When we moved to 1618 Kingsway Drive, we were outside the city limits. That’s our green house with the white wooden fence around it in the spring of 1962. The back yard dropped down steeply, so Dad trucked in load after load of dirt and built a retaining wall to create two levels. The bottom half we called the “garden” because we it was planted in veggies. Click on the photos to make them larger.
Cows and horses for neighbors
The cool thing for a kid was that our neighbors at the bottom of Kingsway, the Hales, kept horses and cows in the pasture behind us. Mr. Hale gave me the OK to roam around all over his fields and to pitch a tent on the hill opposite our house from time to time.
Hills drained into gully
The surrounding hills all drained into a deep gully that eventually fed into Cape LaCroix Creek (we always called it 3-Mile Creek). I never did too much exploring of the deep gully right behind the house. The walls were steep and covered with brambles. They looked like the kind of place where you’d encounter way more snakes than I cared to see. (That would be one snake, to set the record straight.)
Most of the livestock was pretty gentle, but one of the fields had a bull or two that I tried to avoid. I spent some time up a tree once when one of them took more interest in me than I wanted to take in him.
Don’t look AT the cowpies
The Hale fields were where I learned the technique of picking my way through cowpies.
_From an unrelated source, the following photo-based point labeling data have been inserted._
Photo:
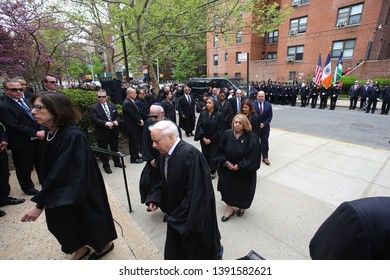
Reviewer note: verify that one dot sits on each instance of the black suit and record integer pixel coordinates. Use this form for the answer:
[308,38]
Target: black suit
[5,188]
[236,108]
[104,135]
[132,126]
[186,114]
[21,130]
[265,119]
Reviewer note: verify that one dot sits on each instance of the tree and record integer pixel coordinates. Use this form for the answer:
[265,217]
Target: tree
[36,35]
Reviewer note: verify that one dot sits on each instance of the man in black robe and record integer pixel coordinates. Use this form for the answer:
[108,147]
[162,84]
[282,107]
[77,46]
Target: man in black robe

The key is not to look at the steaming pile; to navigate through, you look at where there ISN’T a steaming pile. That technique has helped me avoid flats on my bike: don’t look at the object you’re trying to avoid – look for the open space.
Houses replaced horses
The cows and horses are long gone. Houses have sprouted up where I used to pitch my tent. What’s interesting is that the gully behind our house is still there and running wild. Houses were built on the hill north of it, but the bottom lands have been left pretty much untouched. The way the streets were laid out, I don’t see how that area could ever be developed. Here are aerial photos of the Kingsway / Kurre Lane area from the 1960s.
Some of the houses have taken the time to keep the area behind their homes clean and mowed, but the spot behind us is as unruly as ever and must be a great habitat for wildlife.
That brings up something else. We never saw deer in the fields when I was a kid, but Mother will have one cut across the yard from time to time now that the hills have been developed.